Rationale & Goals

The emergence of generative AI presented a critical challenge in my Inorganic Chemistry courses, so I set out to investigate how to prevent AI from becoming a crutch that undermines deep conceptual learning, and instead promote its use in skills acquisition and learning gain by encouraging judgement and conceptual understanding over rote answer retrieval. I aimed to move beyond simplistic "academic integrity" warnings (cheat vs don't cheat) to encourage genuine digital and AI literacy whereby students are taught the critical skill of calibrating their trust in AI outputs to improve mastery.

Implementation

The innovation was embedded into the course assessment structure. Over a 6-week period, students completed five short in-class quizzes in a unique two-stage process: an unaided attempt where students first answered the questions using only their knowledge, and an AI-assisted attempt, where the students immediately revisited the same quiz using a generative AI tool of their choice. The core innovation was the subsequent analytical framework applied. By categorising every answer change between attempts, four metacognitive AI-interaction metrics for each student were calculated:

• Confirmation Rate (correct→correct, validating correct knowledge)
• Correction Rate (incorrect→correct, fixing errors)
• Stubborn Misconception Rate (incorrect→incorrect, persisting in error despite AI)
• Undermining Rate (correct→incorrect, replacing correct answers with AI errors)

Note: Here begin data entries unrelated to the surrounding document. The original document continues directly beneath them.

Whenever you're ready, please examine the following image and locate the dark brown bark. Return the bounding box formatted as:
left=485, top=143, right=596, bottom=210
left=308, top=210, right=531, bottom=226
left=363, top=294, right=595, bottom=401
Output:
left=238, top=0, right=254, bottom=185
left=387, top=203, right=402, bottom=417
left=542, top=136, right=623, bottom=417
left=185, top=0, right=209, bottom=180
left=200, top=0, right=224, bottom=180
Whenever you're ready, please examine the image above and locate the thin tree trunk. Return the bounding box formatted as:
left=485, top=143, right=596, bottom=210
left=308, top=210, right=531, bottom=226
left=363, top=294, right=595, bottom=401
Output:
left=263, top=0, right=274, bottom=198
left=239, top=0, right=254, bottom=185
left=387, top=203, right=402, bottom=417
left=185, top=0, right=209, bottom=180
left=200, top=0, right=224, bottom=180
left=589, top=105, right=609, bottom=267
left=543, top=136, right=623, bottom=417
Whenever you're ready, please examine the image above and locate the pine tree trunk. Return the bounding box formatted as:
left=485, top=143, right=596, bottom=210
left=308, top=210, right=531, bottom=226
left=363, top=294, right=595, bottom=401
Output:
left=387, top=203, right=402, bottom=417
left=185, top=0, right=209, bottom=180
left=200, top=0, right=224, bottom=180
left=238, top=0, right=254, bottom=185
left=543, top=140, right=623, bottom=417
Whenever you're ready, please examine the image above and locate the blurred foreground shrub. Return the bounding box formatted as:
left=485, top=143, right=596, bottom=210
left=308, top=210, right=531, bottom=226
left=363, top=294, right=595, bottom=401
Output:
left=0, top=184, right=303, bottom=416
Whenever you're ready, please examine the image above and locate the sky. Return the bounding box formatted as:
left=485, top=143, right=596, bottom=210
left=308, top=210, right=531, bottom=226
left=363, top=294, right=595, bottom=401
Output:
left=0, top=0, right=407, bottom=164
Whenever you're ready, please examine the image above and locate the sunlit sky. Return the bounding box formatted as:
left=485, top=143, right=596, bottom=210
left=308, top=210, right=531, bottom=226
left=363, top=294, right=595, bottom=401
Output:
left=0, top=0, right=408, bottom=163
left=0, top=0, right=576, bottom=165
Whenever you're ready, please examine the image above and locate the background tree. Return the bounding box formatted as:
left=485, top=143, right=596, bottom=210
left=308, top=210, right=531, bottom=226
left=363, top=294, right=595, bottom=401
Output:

This methodology repackaged passive AI use (simple scores) into a measurable behavioural profile, revealing how the students engaged with AI. This process was followed by two traditional, unaided in-class tests to measure genuine retention and learning gain (skills acquisition).

Evidence of Impact

Quantitative analysis revealed actionable insights. We found that a student’s "AI Boost" (quiz score increase) showed no correlation (r = -0.18) with final test performance, proving that immediate AI help does not equate to learning. However, our metacognitive metrics were strong predictors. A high ‘stubborn misconception’ rate correlated strongly with poor test scores (r = -0.63), identifying persistence of core misunderstandings despite AI. Effective learning was linked to behaviours like a high confirmation rate (r = +0.58), highlighting students who used AI effectively to validate knowledge. These metrics provided evidence of impact on skills acquisition, indicating the importance of the quality of AI interaction. By making their own interaction patterns an object of study, students transitioned from viewing AI as an oracle, to treating it as a fallible tool requiring critical evaluation. The metrics, especially the undermining rate, provided evidence of the cost of overreliance and the ethical lesson of maintaining agency over one's own reasoning.

Wider Application

This framework provides a transferable model for any educational context where AI is present. It offers colleagues a practical methodology to anchor discussions of AI Ethical Literacy in solid, analysable student behaviours rather than abstract policy. For skills acquisition, it shifts the focus from output policing to process optimisation, allowing STEM educators to design interventions that guide students toward the AI interaction patterns like correction and confirmation, that correlate with deep learning. This turns a widespread pedagogical challenge into a scalable strategy for enhancing critical thinking and durable knowledge acquisition in the age of AI.